MADRID, June 10 (Reuter) - European Union EU fisheries commissioner Emma Bonino met Spanish leaders on Saturday to discuss ways to unblock stalled talks with Morocco on a new fishing agreement.
Bonino spent 90 minutes with Prime Minister Felipe Gonzalez and Foreign Minister Javier Solana after breakfast with Agriculture and Fisheries Minister Luis Atienza, seeking ways to revive negotiations which ended their latest session in Rabat on June 2 without agreement or a resumption date.
Solana told reporters after the meeting at Gonzalez's Moncloa Palace office the positions of Morocco and the EU in the fishing talks were still far apart.

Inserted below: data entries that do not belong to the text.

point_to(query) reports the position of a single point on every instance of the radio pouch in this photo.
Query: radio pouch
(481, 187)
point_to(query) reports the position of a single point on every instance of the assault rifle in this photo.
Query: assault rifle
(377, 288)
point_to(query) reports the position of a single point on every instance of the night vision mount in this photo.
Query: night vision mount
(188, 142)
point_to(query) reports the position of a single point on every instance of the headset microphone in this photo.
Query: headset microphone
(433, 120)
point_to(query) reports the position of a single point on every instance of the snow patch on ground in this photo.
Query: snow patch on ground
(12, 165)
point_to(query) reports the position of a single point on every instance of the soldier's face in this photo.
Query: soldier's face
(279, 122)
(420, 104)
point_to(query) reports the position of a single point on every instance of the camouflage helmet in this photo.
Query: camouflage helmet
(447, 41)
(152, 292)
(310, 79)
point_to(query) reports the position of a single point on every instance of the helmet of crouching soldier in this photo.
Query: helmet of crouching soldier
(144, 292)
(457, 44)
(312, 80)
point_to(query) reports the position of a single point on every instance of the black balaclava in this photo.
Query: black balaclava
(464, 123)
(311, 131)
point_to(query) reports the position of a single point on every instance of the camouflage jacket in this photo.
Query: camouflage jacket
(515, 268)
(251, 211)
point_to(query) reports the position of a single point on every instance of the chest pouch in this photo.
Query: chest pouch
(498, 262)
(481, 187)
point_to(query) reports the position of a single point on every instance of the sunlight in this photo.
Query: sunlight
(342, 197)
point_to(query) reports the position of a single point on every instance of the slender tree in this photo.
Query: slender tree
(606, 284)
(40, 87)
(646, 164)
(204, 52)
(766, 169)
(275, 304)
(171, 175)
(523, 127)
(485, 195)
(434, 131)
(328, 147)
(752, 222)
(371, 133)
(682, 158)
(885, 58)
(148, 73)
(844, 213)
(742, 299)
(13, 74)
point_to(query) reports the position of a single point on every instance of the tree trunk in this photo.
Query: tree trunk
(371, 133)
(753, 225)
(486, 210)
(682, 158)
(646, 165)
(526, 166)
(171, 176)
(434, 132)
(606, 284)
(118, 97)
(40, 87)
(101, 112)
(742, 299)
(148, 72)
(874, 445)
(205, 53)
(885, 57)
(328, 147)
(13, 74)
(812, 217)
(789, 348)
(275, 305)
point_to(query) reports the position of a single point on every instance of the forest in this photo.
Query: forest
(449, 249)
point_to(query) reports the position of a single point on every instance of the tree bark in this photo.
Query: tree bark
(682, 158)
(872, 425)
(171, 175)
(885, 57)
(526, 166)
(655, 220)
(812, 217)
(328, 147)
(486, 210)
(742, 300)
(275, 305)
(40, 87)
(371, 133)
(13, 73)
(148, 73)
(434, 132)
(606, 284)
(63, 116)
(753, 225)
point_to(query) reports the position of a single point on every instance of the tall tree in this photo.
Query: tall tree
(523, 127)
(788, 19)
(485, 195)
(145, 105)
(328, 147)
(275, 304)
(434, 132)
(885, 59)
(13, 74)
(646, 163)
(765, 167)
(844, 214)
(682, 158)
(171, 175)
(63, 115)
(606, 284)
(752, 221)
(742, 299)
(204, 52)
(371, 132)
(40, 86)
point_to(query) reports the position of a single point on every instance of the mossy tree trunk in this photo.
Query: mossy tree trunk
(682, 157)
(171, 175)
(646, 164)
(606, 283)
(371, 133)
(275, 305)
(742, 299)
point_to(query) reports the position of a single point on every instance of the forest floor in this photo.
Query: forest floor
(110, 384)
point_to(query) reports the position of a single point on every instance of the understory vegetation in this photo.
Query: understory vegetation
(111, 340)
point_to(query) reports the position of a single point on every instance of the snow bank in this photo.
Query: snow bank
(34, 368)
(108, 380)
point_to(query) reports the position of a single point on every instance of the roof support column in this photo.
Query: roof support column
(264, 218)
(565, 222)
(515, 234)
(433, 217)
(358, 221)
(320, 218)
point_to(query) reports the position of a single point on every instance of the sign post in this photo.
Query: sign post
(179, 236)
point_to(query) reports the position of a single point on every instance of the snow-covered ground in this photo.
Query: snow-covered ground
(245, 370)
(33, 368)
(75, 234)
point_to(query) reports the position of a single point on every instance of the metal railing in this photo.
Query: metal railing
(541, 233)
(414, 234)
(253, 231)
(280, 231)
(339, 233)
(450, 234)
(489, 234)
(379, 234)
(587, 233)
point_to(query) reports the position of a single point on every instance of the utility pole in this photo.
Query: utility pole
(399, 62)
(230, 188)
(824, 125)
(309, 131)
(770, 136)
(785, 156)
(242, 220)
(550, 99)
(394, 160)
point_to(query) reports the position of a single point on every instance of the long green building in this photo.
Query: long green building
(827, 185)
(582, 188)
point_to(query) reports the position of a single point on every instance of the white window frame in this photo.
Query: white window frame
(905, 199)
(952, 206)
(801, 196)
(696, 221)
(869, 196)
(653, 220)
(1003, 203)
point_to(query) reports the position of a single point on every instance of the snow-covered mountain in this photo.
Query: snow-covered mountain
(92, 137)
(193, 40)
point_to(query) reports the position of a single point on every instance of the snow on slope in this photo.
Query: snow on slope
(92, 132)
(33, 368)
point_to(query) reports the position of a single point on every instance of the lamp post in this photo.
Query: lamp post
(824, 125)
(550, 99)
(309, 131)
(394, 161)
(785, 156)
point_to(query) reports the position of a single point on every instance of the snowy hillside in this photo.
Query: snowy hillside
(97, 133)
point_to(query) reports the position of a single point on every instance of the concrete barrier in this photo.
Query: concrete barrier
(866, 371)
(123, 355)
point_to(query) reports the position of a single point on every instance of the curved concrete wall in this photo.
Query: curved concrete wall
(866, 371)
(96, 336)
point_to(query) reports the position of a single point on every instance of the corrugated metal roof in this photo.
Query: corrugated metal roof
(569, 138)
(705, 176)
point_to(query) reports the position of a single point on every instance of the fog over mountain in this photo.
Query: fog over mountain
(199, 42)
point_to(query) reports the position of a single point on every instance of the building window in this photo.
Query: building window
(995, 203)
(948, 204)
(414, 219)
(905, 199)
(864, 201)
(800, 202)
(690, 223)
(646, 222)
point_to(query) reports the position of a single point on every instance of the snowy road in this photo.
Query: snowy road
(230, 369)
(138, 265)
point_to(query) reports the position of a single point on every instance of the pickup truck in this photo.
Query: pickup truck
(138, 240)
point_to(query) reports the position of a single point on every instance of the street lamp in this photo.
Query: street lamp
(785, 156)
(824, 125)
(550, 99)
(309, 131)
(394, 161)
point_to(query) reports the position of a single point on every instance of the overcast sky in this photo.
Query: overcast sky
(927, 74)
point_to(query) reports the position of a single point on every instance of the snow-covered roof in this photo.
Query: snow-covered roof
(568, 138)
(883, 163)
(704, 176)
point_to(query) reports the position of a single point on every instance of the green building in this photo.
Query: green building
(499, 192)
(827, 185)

Spain and the EU were willing to make adjustments to their position. "But we cannot accept an agreement which is not balanced," he said.
"The position of Morocco at the moment is unacceptable to Spain and to the European Union."
The last EU-Moroccan agreement on fishing in Moroccan waters expired on April 30, since when some 650 Spanish and 50 Portuguese fishing boats have been idle in harbour pending negotiation of a new accord.
The EU does not accept Morocccan demands for severe cuts in catches of all types of fish and a major increase in landings of fish in its own ports. Morocco on June 2 rejected EU counterproposals.
Fishermen's guilds in Algeciras and other Andalusian ports agreed on Friday to continue blocking entry of Moroccan fish into Spain in protest against lack of a new accord and Morocco's stance in the negotiations.
Solana repeated the Spanish government's rejection of the fishermen's blockade as damaging to prospects for an agreement. "It is just throwing stones through our own roof," he said.
Bonino also urged an end to the blockade. "It does not help at all. It is an illegal act which doesn't help anyone...either in securing solidarity of European public opinion or in the negotiations."
The previous EU fishing deal with Morocco was the Union's most important external fisheries agreement, providing a livelihood for 28,000 fishermen and fish processors in southern Spain, Portugal and the Canary Islands.